The reason for this is because we’re limited in the number of family members we have and also there’s no reason to think that a family member would be better able to run these businesses than a professional who has been in that particular industry for a long time.”
Key to their success is in their recruitment of people that share the firm’s core values
“From the beginning, my grandfather believed in focusing on the long-term and nurturing client relationships,” says Binoy. “This is something built into our family’s DNA. The people we employ share this attitude, too. Some businesses take the short view but we thrive on the long- term approach. This value system is the most important thing in our business – at the root of everything we do.”
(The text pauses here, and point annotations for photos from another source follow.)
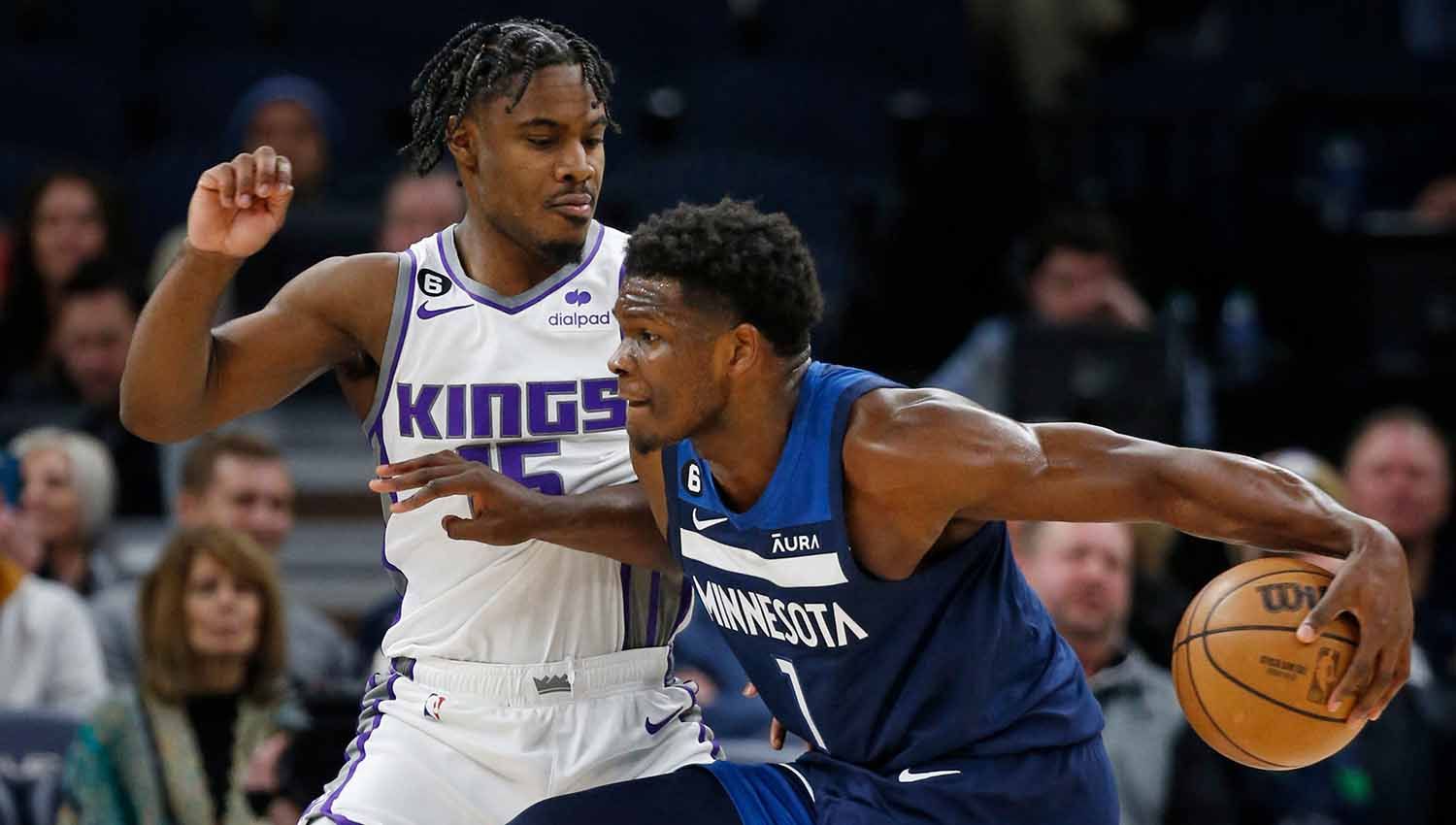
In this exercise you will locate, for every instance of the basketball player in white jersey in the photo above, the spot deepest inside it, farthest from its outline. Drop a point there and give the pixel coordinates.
(521, 671)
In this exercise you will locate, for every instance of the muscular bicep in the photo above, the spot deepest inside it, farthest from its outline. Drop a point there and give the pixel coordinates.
(649, 475)
(319, 319)
(938, 457)
(1066, 472)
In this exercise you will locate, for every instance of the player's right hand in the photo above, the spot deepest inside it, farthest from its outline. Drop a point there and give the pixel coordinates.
(238, 206)
(503, 511)
(777, 731)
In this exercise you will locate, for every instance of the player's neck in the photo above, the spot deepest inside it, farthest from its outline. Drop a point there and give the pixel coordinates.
(497, 261)
(747, 444)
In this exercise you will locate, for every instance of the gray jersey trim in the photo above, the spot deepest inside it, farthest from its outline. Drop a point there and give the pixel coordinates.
(513, 305)
(395, 341)
(655, 607)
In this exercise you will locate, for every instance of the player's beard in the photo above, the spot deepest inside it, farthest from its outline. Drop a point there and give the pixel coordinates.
(561, 252)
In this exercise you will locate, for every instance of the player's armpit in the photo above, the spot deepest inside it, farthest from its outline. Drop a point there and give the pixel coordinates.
(649, 475)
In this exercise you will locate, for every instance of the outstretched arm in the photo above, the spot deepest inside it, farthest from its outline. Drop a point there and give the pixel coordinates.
(183, 378)
(946, 460)
(614, 521)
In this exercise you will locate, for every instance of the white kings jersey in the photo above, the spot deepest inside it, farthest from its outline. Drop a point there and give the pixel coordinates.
(520, 383)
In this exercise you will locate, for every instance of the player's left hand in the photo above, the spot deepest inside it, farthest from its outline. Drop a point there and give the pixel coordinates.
(1373, 586)
(501, 510)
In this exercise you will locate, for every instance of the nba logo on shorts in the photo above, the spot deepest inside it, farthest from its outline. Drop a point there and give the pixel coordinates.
(1324, 676)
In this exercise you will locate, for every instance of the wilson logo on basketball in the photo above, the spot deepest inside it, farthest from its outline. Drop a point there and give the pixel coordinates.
(1287, 597)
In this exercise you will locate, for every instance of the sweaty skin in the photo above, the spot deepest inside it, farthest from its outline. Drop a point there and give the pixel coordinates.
(925, 469)
(532, 174)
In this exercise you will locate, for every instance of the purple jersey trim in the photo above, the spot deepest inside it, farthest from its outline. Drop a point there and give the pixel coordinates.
(651, 610)
(684, 604)
(440, 245)
(626, 606)
(393, 363)
(358, 743)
Another legacy that continues to flourish is its founder’s devotion to philanthropy.
Meghraj Group is involved in various philanthropic initiatives, both through work done directly by the family’s foundations, the Meghraj Charitable Foundation and the M. P. Shah Charitable Foundation and also through other independent charities they support.
“We picked up where my father left off,” explains Vipin.
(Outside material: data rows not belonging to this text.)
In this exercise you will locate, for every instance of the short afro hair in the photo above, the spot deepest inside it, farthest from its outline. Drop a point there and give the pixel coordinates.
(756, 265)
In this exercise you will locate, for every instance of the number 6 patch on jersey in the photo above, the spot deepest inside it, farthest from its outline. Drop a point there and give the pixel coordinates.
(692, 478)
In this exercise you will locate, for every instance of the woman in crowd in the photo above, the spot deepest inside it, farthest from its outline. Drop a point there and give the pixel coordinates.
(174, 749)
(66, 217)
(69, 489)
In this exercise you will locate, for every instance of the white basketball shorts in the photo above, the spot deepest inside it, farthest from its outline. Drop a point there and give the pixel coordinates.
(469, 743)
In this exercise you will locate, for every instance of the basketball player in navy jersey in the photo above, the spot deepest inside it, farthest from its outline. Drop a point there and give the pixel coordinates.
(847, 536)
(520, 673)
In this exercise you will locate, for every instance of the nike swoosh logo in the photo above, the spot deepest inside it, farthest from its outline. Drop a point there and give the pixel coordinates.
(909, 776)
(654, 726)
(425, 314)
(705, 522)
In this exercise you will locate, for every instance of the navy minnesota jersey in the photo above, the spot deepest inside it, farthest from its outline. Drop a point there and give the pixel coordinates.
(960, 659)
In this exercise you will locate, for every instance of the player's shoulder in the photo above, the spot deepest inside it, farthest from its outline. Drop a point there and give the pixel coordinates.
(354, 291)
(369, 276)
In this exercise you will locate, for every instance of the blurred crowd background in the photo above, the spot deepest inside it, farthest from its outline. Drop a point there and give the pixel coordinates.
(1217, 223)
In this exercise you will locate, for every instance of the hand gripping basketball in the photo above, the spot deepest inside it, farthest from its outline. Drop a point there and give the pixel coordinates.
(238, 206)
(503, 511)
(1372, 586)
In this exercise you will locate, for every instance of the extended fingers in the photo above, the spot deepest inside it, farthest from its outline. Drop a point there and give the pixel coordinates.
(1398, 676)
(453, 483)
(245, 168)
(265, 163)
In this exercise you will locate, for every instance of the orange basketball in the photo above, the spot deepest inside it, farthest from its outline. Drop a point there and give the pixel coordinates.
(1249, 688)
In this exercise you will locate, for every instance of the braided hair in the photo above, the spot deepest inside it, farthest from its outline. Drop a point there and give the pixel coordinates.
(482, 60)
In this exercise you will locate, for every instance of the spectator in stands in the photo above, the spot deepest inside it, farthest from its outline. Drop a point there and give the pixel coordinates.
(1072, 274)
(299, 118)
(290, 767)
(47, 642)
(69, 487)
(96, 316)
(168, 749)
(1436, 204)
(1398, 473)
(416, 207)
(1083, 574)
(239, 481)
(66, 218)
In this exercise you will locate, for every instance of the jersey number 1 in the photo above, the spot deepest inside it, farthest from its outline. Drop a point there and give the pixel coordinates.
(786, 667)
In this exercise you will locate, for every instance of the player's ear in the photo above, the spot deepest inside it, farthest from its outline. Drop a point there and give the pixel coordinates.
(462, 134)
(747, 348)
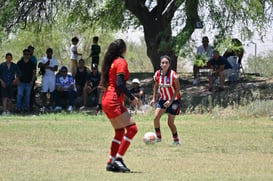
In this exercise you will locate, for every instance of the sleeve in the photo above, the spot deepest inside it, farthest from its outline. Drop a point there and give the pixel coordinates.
(122, 88)
(122, 67)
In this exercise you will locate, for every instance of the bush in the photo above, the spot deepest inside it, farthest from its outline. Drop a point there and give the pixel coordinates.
(262, 65)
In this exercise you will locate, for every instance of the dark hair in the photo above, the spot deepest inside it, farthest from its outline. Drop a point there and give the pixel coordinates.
(75, 39)
(167, 57)
(8, 54)
(95, 39)
(26, 50)
(115, 50)
(81, 60)
(49, 50)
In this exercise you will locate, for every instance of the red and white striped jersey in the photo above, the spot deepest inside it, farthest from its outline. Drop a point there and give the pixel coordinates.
(166, 84)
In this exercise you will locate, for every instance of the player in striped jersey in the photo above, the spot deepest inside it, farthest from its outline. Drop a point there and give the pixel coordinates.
(167, 85)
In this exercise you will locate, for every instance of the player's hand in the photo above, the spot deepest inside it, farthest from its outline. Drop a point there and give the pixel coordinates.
(135, 101)
(167, 104)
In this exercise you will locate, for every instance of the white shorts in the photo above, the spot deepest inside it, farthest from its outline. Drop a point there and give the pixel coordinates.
(48, 83)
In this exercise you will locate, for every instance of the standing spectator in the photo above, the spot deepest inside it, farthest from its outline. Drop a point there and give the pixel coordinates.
(204, 53)
(220, 68)
(74, 54)
(91, 86)
(28, 73)
(167, 84)
(115, 73)
(81, 76)
(32, 93)
(95, 51)
(9, 73)
(65, 89)
(49, 65)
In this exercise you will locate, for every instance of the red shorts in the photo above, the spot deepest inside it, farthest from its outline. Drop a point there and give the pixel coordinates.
(112, 105)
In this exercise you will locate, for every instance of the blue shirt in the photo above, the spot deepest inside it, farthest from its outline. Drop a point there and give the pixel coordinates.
(8, 74)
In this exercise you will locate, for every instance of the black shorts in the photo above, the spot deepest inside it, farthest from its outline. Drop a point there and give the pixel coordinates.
(8, 91)
(173, 109)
“There are institutions, like a hospital he set up in Nairobi, that continues to my father left off,” explains Vipin.
“There are institutions, like a hospital he set up in Nairobi, that continues to thrive today. Healthcare and education are our philanthropic priorities but we’re involved with all sorts of other organisations, too.”
“I never met my grandfather but that legacy and the values that he’d imbued in his children have carried on very naturally to the next generation, continues Binoy.
“As well as education, I’m interested in entrepreneurship. If we can support smaller companies, in places like India, and help get them up and running, it will increase the value of those businesses, so they can employ more people. It can have a huge knock- on effect.”
This idea of mentorship and support runs through the veins of Meghraj Group. Even though Binoy is trusted to do his own thing, he still turns to his father and uncle if he needs advice or a sounding board.
“It’s very important for me to be able to go to my father and my uncle and to ask them for advice. It’s helpful to have their input because they have so much experience of the business and the clients.”
As our interview draws to a close and Binoy prepares to head to the airport for a flight to Dubai, it’s obvious the close bond between father and son.
Yes, together they may run a successful global empire built on client relationships, but at the end of the day they’re family, and that’s the most important relationship of all.